My Lords, in a tiny way this is a historic occasion: it is the first time in my recall that I diverge ever so slightly from the view of my noble friend Lord Morgan, and it is on the issue of the relevance and applicability of referendums. It is clear from what several noble Lords have said that bruises are borne as a result of the fact that we in this country having recently been through a referendum—indeed, I have not only bruises but scars to show for the experience. Nevertheless, the reality is that in a parliamentary democracy referendums are justifiable when there is a proposal to change the way in which we are governed.
That was the basis for the justification of the 23 June referendum, just as it was for those of us who campaigned for a referendum on entry to the European Communities
and those of us who campaigned for referendums on Scottish and Welsh devolution back in 1979 and greeted with satisfaction the proposal in the 1990s that referendums should determine whether a Welsh Assembly and a Scottish Parliament were introduced. The same joy stirred our hearts when we saw an enacted proposal for referendums to determine whether major conurbations in England should have elected mayors. I use these references only to demonstrate the realism and the relevance of using referendums when there is a proposal to change the way in which a democracy or part of a democracy is governed.
Such is the case if there is a proposal to offer to the Welsh Assembly the power to levy income tax. That would profoundly change the way in which Wales was governed. It is on that basis that there is a straightforward justification for a referendum on such a fundamental constitutional and economic decision that has immense social, commercial and personal implications for every family, every community, every business and every employee in the whole of Wales.
Left at that, it could be dismissed as an academic, almost arcane argument—but it is not. It is much more prosaic than that. I join with my noble friends in objecting to the removal of the undertaking to give a referendum on the issue of the introduction of income tax-raising powers for the Welsh Assembly. That undertaking was not only given by several political parties representative of and represented in Wales, it was the subject of statute. It remains the subject of statute unless and until this Bill is enacted. For many years—indeed, decades—most political parties offered to the people of Wales the utter reassurance that they would have the final determining word on whether the elected Welsh Assembly is to have the power to levy income tax. Clause 17 should be removed from the Bill to ensure the continuity and integrity of those previous, voluntarily offered undertakings to the people of Wales.

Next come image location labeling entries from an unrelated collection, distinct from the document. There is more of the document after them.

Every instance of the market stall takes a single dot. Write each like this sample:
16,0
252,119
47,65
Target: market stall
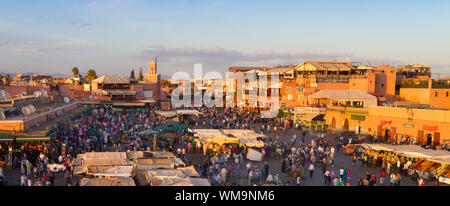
128,181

There is a further consideration: we have a model to consider. It has been referred to already. It is, of course, the fact that the Scottish Parliament, from its inception, has had the power to vary income taxation in Scotland and has never seriously considered—let alone debated or proposed—in any formal manner such a variation. Why is that? Because of the utter unacceptability and impracticality of such an idea, even for a substantially devolved institution in a unitary state. I will certainly give way in a moment but will just finish this particular reference. The proposal that the Welsh Assembly should have this additional power in the absolutely certain and cynical knowledge that it would not be exercised is like offering me a car with the capacity to travel at 200 miles per hour and I buy it in the knowledge that the speed limit in the United Kingdom is 70 miles per hour.